Las alarmas se han disparado en el despacho del primer ministro tailandés, Prayuth Chan-o-cha, y en la residencia real, el Gran Palacio de Bangkok. Ni la represión salvaje con la que ha contestado la policía, ni el estado de emergencia decretado en la capital mediante el que se prohíben las protestas, ni el bloqueo de las redes de transporte para evitar el desplazamiento de la población a las nuevas marchas, han conseguido sofocar esta impresionante respuesta popular que continúa con fuerza y que volvió a congregar a centenares de miles el pasado domingo 8 de noviembre.
El Golpe de Estado de 2014 y el fraude de la “transición democrática”
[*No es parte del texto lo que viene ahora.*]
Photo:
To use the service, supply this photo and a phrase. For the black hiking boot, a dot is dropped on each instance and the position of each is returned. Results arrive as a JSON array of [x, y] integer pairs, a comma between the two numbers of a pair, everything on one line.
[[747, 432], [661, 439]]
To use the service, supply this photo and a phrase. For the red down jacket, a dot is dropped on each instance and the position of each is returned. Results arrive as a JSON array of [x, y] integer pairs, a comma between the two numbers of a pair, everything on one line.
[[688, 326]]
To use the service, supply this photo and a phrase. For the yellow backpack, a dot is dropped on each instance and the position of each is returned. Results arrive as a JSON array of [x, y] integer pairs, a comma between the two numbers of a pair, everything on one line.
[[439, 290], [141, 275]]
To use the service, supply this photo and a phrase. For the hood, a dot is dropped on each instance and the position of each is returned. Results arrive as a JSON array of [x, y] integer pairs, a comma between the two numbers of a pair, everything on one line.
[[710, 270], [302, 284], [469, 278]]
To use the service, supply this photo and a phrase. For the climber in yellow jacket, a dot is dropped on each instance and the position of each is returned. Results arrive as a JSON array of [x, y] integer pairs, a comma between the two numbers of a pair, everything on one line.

El estallido social que hoy protagonizan las masas tailandesas es el resultado de una rabia acumulada durante años contra el poder con el que cuenta el monarca y el Ejército en el país. Los militares tailandeses han dado 18 golpes de Estado –12 de ellos con éxito– desde 1932. El último, en mayo de 2014 fue dirigido por el comandante en jefe de las Fuerzas Armadas y actual primer ministro Prayuth Chan-o-cha tras más de seis meses de protestas antigubernamentales. Desde ese momento, el país ha estado dirigido por una Junta Militar que ordenó arrestar a más de 150 miembros del antiguo gabinete, aplicó la Ley Marcial, ordenó la dispersión de los manifestantes y aprobó una nueva Constitución en 2016 redactada por el Ejército que por supuesto mantiene todas las leyes que hacen de la monarquía una institución intocable.
La Junta Militar que ha gobernado el país con puño de hierro anunció entonces que la nueva Carta Magna daba inicio a una “transición democrática” que culminaría con la celebración de unas elecciones generales en marzo de 2019. Como se ha vivido en otros países del mundo, esta “transición” ha sido una farsa. El aparato del Estado sigue controlado por los mismos reaccionarios con traje militar, una ínfima oligarquía económica ha seguido conduciendo al país a una situación de desigualdad extrema y la monarquía continúa contando con unos privilegios que más que del siglo XXI, recuerdan a la Edad Media.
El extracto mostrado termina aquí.